Так или иначе, в мэйнстриме добро неизменно торжествует, а зло — с еще большей обязательностью — бывает наказано. Но чисто технологическое — напомню — стремление к обновлению и усложнению схемы, к ее парадоксализации, постепенно выводит на первый план «хороших парней» из числа самых «плохих» (скажем, на смену грубому шерифу приходит подловатый агент, потом — вынужденно готовый на многое тайный агент, а потом — и вовсе пропащий осведомитель) — и здесь, на каком-то этапе, со всей неизбежностью появляется благородный или как минимум обаятельный киллер. По тем или иным причинам переметнувшийся в стан добра только затем, чтобы с еще большим блеском продемонстрировать профессиональные навыки — и, разумеется (за редчайшими исключениями, воспринимаемыми как «неправильные»), погибнуть в итоге.

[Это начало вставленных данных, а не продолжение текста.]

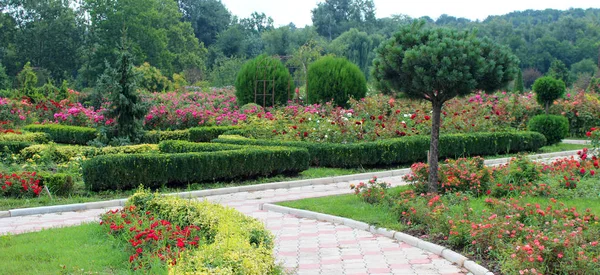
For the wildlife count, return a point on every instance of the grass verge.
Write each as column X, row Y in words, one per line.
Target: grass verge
column 81, row 249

Киллер может влюбиться в жертву — и уже на пару с ней вступить в бой с превосходящими силами противника. Тою же любовью мотивируется в таком случае и трагическая концовка: проявив человеческую слабость, живой автомат начинает давать сбои. Если же герой из бывших киллеров остается в живых — значит, раньше он убивал по принуждению: был зомбирован («Теория заговора»), получил «предложение, от которого невозможно отказаться» («Никита»), и так далее. Та же Никита, впрочем, искупает невынужденное убийство полицейского в начале фильма собственной метафорической смертью в финале… Киллер может воспитать и полюбить ученика — и погибнуть, спасая уже его или исправляя допущенную им промашку. Он может не захотеть убивать ребенка или, как в английской «Братве», обзавестись собственным. Наконец, в своем переходе на «светлую сторону» он может поначалу руководствоваться и низменными мотивами — схемы это не нарушает и его трагической гибели не отменяет.

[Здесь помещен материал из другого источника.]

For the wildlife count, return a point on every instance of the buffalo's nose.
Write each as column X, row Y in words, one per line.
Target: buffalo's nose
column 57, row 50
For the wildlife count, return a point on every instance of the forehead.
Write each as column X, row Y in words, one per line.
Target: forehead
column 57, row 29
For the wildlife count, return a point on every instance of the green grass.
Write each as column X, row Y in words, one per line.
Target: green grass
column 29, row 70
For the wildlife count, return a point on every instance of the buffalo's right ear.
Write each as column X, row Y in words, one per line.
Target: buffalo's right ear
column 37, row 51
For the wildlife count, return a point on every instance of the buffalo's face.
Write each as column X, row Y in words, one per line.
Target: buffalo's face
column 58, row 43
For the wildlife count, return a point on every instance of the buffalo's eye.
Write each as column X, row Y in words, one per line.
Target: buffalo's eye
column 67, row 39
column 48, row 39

Характерен вполне рядовой фильм Джона Флинна «Бестселлер». Изгнанный из преступного синдиката киллер, решив отмстить обидчикам, вступает в союз с полицейским (он же — автор разоблачительных книг) и, оставаясь извергом и мерзавцем, начинает творить чудеса отваги. Убивая «шестерок» своего былого босса, он презрительно хмыкает: на кого, мол, меня променяли. Киллер и полицейский (правда, последнему это явно невмоготу) проникаются друг к другу симпатией, если не любовью; в итоге киллер гибнет, спасая единственную дочь полицейского. «Хороший был парень, но здорово, что он больше не ходит по земле», — утерев слезу, думает зритель.

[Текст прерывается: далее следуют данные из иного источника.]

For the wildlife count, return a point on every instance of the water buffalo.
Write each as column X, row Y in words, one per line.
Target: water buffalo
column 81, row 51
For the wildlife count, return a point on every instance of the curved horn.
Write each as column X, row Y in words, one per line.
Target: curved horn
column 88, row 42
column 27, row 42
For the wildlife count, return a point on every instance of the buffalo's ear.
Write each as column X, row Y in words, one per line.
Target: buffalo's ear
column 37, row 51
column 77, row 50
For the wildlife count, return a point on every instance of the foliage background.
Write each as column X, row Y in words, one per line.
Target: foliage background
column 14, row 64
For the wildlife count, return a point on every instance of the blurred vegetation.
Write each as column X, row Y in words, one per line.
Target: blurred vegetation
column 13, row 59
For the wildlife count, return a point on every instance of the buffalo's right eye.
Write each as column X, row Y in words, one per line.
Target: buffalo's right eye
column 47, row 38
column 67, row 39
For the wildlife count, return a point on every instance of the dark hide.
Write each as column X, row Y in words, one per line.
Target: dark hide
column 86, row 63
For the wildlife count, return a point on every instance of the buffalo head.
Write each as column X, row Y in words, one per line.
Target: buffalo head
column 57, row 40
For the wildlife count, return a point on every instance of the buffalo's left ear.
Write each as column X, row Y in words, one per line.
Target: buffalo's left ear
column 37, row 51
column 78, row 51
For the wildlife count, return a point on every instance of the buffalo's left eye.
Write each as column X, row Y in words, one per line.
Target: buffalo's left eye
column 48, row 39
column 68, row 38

Таким образом, киллер в американском кино — и в американизированном, если вспомнить Люка Бессона — технологическая функция, острое блюдо или, вернее, пряный соус, сильное средство и яркая метафора — но не более того. Или, конечно, объект гиньольного травестирования, как у Квентина Тарантино с последователями и эпигонами. У нас же киллер, судя по всему, имеет шансы превратиться в «героя безгеройного времени» (пользуясь давним выражением Майи Туровской), а может быть, и в главного героя. Доморощенный киллер (в отличие от обаятельного влюбчивого дебила у Бессона) именно что профессионал, а профессионалов мы уважаем. Он ставит «точку пули» — единственный внятный знак в тайнописи наших дней. Он никого и ничего не боится. Перед ним беззащитны — а значит, и равны — все. Если ему случается влюбиться — то материализуется в гиперболе заветная мечта кинематографа: роман вора с проституткой. Наконец, он постмодернистичен — открыт и кассовому успеху (подлинному или мнимому), и интеллектуальному анализу. Моральный аспект при этом не то чтобы выносится за скобки — отсутствует вовсе.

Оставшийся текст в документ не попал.